And if the sun comes up tomorrow, let her be.
I’m back to living the life of a spinster…kind of. It’s been helpful that my days have been busy, the sunlight comforting. I saw some crocuses in bloom last night while I was running – welcome back, spring. I’m glad you’re here.
My evenings feel incomplete without at least some form of interaction with my dear Benjamin. Last night, I resorted to calling his cell phone just to hear his voice, as preserved by the recording for his voicemail. I realize this is a bit pathetic; trust me, I do. Despite such moments of weakness, I really have been doing well with the transition. I miss him, but that’s a given.
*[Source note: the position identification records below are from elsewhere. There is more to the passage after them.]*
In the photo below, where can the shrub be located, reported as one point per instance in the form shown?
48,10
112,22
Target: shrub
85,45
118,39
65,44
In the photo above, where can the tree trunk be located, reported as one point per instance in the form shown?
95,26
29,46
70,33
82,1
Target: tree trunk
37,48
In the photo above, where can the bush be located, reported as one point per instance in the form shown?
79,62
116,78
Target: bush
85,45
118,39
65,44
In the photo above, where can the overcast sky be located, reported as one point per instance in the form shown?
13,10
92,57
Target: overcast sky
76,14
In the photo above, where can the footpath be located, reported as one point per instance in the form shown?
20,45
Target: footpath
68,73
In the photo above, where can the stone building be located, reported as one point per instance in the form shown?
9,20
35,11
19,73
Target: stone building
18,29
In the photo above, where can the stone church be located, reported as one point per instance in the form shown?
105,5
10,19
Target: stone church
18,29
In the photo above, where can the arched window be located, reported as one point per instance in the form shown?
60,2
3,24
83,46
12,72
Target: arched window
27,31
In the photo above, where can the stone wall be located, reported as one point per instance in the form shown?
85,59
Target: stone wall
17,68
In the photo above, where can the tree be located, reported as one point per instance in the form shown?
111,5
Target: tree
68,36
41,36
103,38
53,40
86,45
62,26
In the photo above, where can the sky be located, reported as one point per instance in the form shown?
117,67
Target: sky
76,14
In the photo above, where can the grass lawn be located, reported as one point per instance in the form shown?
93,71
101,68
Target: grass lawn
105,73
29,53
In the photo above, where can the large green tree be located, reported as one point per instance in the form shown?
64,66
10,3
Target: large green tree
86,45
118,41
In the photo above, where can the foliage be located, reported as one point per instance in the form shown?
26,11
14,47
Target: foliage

I think I’d be a bit concerned if I didn’t miss him.
…it’s been three days since I started this entry. I’ve been in a distracted funk. My mind never seems to turn off. It was my hope that running/training for the half-marathon would be therapeutic, time spent in that “happy” place that exercise seems to bring (thanks, endorphins). It’s been turning out to be the exact opposite. I hardly pay attention to the fantastic playlists I’ve created to help me keep a bounce in my step; instead, my brain is processing at warp speed, ceaselessly. Running has turned into the time of day when I’m alone with my thoughts. I go between being exhausted by the stresses of work to counting down how many miles I have left to go. The training isn’t progressing as quickly as I had hoped (or perhaps foolishly believed) due to my propensity to develop shin splints. I’ve had to take it easy the last couple days…darn my flatter than flat feet.
It’s time for me to get back to doing what spinsters do best. Don’t worry – I haven’t adopted 17 cats yet and I don’t know how to knit (but I wouldn’t mind learning…).